D.Y: Oooo ağır konuştun.


H.Ç.Ö: FABİSAD Başkanı ‘Gandalf karakter değil’ dedi (Kahkahalar).


B.M:  Aslında Sauron olmasaydı olmazdı! Kahramanlığın başlaması için bir kötünün olması lazım. Sauron ortalığı karıştırmasa Hobbit hiçbir zaman kahraman olduğunu fark etmeyebilir, sakin sakin yaşar, ölürdü. Aramızda da böyleleri var. Belki hiç tanımadığımız, yan masada oturan, karşımızda yemek yiyen insanın içinde bir kahraman gizli ama hayatı boyunca fark etmeyecek. Bu, dünyanın garip bir düzeni!


D.Y: Yiğit’in de söylediği gibi Tolkien, Hobbit’i yazarken Yüzüklerin Efendisi aklında yoktu. O yüzüğün görünmezlik dışında bir gücü olduğu gibi bilgiler yoktu. Peter Jackson o bilgilere sahip olarak filmi kotarmış.

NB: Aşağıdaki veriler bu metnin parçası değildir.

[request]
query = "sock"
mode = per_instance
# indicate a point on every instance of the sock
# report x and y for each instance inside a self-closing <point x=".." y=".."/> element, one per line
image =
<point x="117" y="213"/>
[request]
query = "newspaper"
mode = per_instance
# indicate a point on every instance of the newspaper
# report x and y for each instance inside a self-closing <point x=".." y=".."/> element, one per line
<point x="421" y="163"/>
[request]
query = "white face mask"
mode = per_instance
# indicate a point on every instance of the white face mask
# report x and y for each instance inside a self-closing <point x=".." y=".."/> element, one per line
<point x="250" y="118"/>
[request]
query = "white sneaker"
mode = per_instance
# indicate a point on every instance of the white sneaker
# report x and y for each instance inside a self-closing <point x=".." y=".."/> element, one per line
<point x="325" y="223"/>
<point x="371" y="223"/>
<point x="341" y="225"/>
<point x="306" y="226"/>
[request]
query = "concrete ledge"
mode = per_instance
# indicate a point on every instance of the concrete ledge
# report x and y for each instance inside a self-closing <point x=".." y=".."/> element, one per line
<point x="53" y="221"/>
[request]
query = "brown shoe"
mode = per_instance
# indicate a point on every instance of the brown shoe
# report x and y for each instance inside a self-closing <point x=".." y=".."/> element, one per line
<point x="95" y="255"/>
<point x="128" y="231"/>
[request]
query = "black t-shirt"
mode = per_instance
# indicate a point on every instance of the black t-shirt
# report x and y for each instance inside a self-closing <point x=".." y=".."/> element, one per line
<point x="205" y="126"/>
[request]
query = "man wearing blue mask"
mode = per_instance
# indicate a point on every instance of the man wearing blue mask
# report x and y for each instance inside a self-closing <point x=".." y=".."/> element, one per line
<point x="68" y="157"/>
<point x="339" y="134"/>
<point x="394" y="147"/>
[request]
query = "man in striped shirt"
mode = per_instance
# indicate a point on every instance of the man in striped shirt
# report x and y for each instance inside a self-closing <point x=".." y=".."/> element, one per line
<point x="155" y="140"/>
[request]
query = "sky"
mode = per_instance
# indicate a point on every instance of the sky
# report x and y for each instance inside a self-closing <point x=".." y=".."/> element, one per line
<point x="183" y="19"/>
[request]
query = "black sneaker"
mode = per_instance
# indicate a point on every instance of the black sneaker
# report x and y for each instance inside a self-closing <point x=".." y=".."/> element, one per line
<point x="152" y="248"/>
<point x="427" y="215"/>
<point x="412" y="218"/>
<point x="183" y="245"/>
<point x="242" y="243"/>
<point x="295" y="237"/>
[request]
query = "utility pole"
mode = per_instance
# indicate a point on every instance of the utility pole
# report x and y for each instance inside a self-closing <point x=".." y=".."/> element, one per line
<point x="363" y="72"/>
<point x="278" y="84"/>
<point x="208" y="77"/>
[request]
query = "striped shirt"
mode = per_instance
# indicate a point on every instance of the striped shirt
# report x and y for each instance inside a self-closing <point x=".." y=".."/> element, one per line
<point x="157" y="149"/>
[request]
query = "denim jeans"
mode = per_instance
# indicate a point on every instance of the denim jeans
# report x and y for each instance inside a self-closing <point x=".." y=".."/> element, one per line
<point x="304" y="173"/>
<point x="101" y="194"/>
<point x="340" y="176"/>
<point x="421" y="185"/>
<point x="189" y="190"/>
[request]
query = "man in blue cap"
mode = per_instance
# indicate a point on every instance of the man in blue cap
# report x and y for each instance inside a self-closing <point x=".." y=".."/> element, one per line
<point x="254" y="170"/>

B.M: Yüzüklerin Efendisi’nde bazı şeyleri atladı dedik ya… Belki Peter Jackson kendini affettirmeye çalışıyor burada onları ekleyerek. Bir kötülük yavaş yavaş büyüyor, Orklar inmeye başladı, Saruman pis pis sırıtıyor, arkadan konuşuyor. Hobbit’i Yüzüklerin Efendisi’ne bağlamak için böyle şeyler var… Mesela kitapta Elf prensesi de yoktu. Bence Jackson altı filmle Star Wars’a rakip olmaya çalışıyor (gülüyor).


D.Y: Bence ikinci ya da üçüncü filmde Tom Bombadili görebiliriz. Hatta Tolkien’in diğer masallarından da bir şeyler alabilir, mesela Silmarillion…


Kim kimdir?


Yiğit Değer Bengi:Almanca’ya da çevrilen Çift Başlı Kartal adlı öykü kitabının yazarı. Birçok yazarın yer aldığı 1002 Gece Masalları’nı da yayına hazırladı.


Volkan Dalkılıç: Zaman Çarkı, Efsaneler ve Unutulmuş Diyarlar serilerinin editörü. Ayrıca Michael Moorcock, Stephan King ve Robert Jordan çevirilerinin de editörü.


Doğu Yücel:Düşler Kabuslar ve Gelecek Masalları, Hayalet Kitap ve Varolmayanlar adlı üç kitabı bulunuyor. Okul ve Küçük Kıyamet filmlerinin de senaristi.


Hamit Çağlar Özdağ:Anstorra, İhanetler ve Alametler adlı üç kitaptan oluşan Kan Muskaları serisinin yazarı.


Barış Müstecaplıoğlu:Türkiye’nin ilk fantastik kurgu dizisi olan, Korkak ve Canavar, Merderan’ın Sırrı, Bataklık Ülke, Tanrıların Efsanesi adlı dört kitaplık Perg Efsaneleri serisinin yazarı. Şakird Kardeş Kanı ve Bir Hayaldi Gerçekten Güzel adlı romanları da bulunuyor.